Split evaluataion data into two lists, list.eval and list.validate

Shreeshrii commented 3 years ago

If the ratio is 90:10 then

list.train is 90%
list.test is 10%

list.test is split into two equal parts

list.eval is 5%
list.validate is 5%

stweil commented 3 years ago

A 2nd list for validation should not be needed. Tesseract already uses list.eval for the validation:

At iteration 27453/48040/48082, Mean rms=0.589%, delta=2.793%, char train=9.8%, word train=17.46%, skip ratio=0.1%,  New worst char error = 9.8
At iteration 26336, stage 1, Eval Char error rate=13.930723, Word error rate=22.55628 wrote checkpoint.

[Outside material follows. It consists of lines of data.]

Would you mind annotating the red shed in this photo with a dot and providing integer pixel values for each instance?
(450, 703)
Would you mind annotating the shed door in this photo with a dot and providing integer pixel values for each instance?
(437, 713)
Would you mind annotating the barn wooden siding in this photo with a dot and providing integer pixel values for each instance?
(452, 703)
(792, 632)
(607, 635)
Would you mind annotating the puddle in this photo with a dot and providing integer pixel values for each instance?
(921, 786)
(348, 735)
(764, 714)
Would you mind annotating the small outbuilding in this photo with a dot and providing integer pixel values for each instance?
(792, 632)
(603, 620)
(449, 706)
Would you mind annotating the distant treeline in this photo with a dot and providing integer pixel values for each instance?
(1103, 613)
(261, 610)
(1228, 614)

I think the first CER value of 9.8 % is the accuracy on the training data while the second CER value of 13.9 % is the accuracy on the evaluation data. That evaluation automatically runs parallel to the training process (doubling the number of threads from time to time). Sometimes it does not run because there is still an evaluation running. That happens quite often with large evaluation data. If additional results are desired, it would be possible to run Tesseract with the current checkpoint or already generated traineddata on the evaluation data manually.

stweil commented 3 years ago

@Shreeshrii, according to your plots it looks like there is a difference between "evaluation" and "validation". How does a plot change if you exchange list.eval and list.validate and run the training again?

Shreeshrii commented 3 years ago

I think the first CER value of 9.8 % is the accuracy on the training data while the second CER value of 13.9 % is the accuracy on the evaluation data.

Yes, that's correct.

The reason for adding a third list was that list.eval is evaluated while lstmtraining is running and results might be in the training process to improve results. Having the a 3rd list and using it later for lstmeval helps validate that the training CER, evaluation CER are similar to the validation CER on images not at all seen during training process.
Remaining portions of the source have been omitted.